In a new paper published in Light Science & Application, a team of scientists, led by Professor Weiwen Zou from State Key Laboratory of Advanced Optical Communication Systems and Networks, Intelligent Microwave Lightwave Integration Innovation Center (imLic), Department of Electronic Engineering, Shanghai Jiao Tong University, and co-workers have developed a photonic scheme to accomplish AFE of broadband RF signals. In principle, photonics is considered a competitive candidate for RF signal processing due to its broadband capability and reconfigurability. If the physical structure of feature extraction in implemented in the photonic circuits, the input signals can be directly transformed into features without digital processing. Based on this idea, they implemented a photonic chip that can output key features directly from the original RF signals received by the antenna. With these features, different targets are recognized with high accuracy. The reported scheme will provide a promising path for the efficient signal processing involved in autonomous driving, robotics, and smart factories.


The key part of their scheme is the photonic chip. The scientists summarize the working principle of their photonic chip: “The feature extraction structure is essentially a convolutional neural network that outputs the spatiotemporal feature of the input signals. The photonic chip imitates the neural network to conduct feature extraction for the RF signals. Additionally, we designed an efficient training method especially for the photonic feature extraction system. It drastically decreases the cost of neural network training and makes the training possible.”

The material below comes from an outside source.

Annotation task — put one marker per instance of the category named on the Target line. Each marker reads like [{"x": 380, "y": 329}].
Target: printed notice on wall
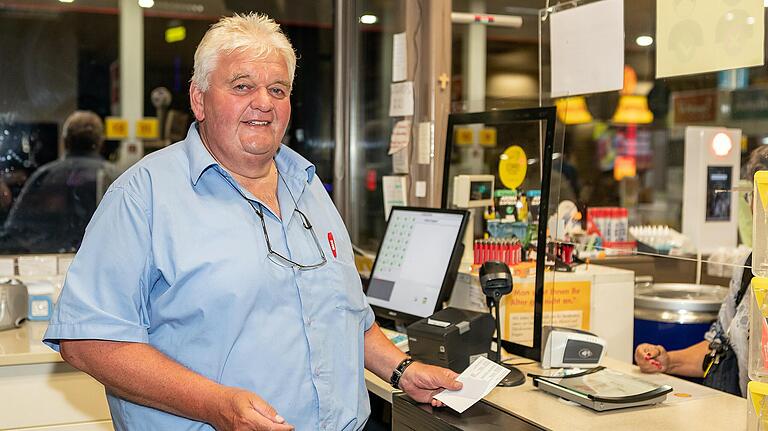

“The experimental results indicates that the photonic feature extractor compresses the data rate 4 times while maintains a good target recognition accuracy of 97.5%. We analyzed the results and found that the photonic spatiotemporal feature extractor achieves 7.7% better recognition accuracy than that without feature extraction. Compared with one-dimensional feature extraction, the spatiotemporal feature extraction performs 6% better. So, we testified the effectiveness of the photonic feature extractor.” They added, “We believe that our proposal will catalyze the development of naturally-efficient AFE strategies for broadband RF signal processing, and provide a promising path for the next-generation cognitive RF sensing systems.”